While a soldier, having been drafted in 1941 at age twenty, Beuys first studied some of Steiner's books with his childhood friend Fritz Rolf Rothenburg, who died in the Sachsenhausen concentration camp in 1943. While he was not particularly enthusiastic about the books then, after the war, as a student at the Art Academy in Dusseldorf in 1947, he again took up Steiner's writings and found them more profound and important.
Beuys was part of a group of seven students from Ewald Matare's sculpture class who were interested in anthroposophy. They made contact with Max Benirschke, a former pupil of Steiner and a leader of anthroposophical activity in Dusseldorf. Over two years Beuys regularly attended anthroposophical lectures, seminars, and a weekly study group led by Benirschke. For a few years after this Beuys regularly visited a forest cottage at Weissenseifen that belonged to his former student friend Gunther Mancke. Benirschke also made summer visits there, sometimes leading marathon sessions of reading unpublished Steiner lectures from his collection.
In August 1951 Beuys traveled with a group of Weissenseifen friends to Dornach, Switzerland, where he was impressed by performances of Steiner's mystery plays, an exhibition of Steiner's sketches for the ceiling paintings and engraved glass windows of his Goetheanum building, and discussions on architectural design with Goetheanum architectural collaborator Hermann Rantzenberger. He was somewhat less impressed by many of the anthroposophists he met.

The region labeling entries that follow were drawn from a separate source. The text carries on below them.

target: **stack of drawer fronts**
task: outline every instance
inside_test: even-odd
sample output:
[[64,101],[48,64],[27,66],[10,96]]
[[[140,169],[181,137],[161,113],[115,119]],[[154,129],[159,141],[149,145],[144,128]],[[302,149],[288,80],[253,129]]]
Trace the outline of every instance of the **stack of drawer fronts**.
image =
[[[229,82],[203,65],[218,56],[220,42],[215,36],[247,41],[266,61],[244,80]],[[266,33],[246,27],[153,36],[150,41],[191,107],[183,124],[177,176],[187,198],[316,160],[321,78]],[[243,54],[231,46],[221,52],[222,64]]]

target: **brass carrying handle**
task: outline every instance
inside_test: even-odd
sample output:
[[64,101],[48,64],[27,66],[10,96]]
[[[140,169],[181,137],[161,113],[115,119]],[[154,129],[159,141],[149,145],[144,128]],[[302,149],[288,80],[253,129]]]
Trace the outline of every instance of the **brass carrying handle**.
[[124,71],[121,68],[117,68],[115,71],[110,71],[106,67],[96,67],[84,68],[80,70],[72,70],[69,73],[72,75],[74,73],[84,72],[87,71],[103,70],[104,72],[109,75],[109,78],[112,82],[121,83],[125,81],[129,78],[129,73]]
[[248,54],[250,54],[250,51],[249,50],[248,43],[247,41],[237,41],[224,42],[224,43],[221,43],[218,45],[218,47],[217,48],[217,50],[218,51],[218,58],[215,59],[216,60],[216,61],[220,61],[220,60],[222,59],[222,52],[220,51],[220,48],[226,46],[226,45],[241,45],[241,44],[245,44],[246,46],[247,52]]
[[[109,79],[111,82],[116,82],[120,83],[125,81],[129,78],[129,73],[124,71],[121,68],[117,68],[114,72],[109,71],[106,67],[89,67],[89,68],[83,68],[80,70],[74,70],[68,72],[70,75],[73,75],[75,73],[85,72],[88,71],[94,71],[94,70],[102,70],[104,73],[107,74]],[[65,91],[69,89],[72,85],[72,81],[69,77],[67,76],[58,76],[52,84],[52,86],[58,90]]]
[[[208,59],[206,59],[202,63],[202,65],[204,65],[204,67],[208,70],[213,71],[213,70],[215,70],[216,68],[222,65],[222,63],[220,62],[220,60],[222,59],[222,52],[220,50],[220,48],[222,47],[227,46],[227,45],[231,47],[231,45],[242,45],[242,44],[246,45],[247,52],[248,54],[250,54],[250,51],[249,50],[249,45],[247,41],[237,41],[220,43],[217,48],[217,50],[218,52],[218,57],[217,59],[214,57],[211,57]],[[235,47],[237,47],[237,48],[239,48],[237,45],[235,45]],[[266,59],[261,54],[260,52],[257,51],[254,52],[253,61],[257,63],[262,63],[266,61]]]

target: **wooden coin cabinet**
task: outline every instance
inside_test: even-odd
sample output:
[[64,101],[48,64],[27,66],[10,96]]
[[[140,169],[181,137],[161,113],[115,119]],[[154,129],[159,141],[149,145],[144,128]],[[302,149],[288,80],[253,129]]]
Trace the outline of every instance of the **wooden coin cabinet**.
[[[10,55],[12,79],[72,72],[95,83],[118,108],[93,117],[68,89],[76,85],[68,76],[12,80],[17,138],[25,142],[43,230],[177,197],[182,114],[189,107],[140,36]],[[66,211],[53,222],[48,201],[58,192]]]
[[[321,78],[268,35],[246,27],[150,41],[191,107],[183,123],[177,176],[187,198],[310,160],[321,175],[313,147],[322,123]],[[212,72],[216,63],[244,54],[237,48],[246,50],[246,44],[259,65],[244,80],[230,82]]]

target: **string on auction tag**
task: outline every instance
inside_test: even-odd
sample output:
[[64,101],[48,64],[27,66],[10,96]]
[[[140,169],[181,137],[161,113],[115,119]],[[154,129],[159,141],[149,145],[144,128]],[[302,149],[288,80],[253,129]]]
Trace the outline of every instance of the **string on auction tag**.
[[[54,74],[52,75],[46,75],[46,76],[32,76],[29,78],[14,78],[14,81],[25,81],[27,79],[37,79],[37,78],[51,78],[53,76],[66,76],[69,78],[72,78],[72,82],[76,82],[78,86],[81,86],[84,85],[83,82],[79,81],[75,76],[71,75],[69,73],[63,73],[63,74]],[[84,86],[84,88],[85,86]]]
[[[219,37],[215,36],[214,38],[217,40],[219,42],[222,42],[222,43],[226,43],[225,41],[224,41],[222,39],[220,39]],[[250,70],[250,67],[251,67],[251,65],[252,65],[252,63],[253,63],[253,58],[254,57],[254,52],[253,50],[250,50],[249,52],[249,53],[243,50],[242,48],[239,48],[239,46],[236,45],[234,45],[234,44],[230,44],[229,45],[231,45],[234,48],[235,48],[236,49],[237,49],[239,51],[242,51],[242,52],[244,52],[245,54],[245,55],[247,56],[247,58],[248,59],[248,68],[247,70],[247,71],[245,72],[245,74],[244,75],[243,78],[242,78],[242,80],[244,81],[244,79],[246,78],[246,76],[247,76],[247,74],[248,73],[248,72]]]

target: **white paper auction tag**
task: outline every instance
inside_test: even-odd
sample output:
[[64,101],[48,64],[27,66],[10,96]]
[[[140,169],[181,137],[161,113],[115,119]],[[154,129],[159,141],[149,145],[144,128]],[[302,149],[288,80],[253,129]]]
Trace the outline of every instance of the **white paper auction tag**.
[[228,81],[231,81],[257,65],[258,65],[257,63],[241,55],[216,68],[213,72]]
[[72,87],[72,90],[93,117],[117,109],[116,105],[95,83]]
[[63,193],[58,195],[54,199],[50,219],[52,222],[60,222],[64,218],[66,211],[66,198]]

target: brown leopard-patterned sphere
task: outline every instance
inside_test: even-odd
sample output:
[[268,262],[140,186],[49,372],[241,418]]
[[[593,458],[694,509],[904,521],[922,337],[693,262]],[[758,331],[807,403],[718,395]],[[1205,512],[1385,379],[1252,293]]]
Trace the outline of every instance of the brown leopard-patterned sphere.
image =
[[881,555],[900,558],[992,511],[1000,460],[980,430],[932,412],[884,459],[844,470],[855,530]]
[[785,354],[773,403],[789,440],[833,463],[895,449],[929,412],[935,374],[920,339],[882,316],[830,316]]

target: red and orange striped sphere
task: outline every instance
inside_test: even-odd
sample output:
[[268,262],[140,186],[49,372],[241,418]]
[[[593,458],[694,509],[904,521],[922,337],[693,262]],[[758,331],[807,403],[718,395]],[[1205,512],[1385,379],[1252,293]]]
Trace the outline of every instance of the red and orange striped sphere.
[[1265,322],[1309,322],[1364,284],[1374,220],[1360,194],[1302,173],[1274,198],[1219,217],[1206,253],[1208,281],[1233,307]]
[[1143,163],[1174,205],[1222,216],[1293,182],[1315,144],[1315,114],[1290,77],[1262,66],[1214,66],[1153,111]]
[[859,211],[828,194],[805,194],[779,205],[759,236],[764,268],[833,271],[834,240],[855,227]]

Although Beuys did eventually join the Anthroposophical Society in 1973, he always held back somewhat from association with orthodox anthroposophy, apparently for two reasons. The first was his disappointment with what he perceived in many anthroposophists as a something less than genuine attitude and an inconsistent thinking. The second was his constitutional inability to take up what he saw as a repetitive cliched anthroposophical visual art practice. He was unable to recognize the personal possibility for an independent creativity in what he once referred to as "the Anthroposophical Museum." Yet he did on occasion support Steiner's idea about art, and he said that others should take up the anthroposophical artistic practice based directly on Steiner's visual art, which he felt unable or unwilling to pursue.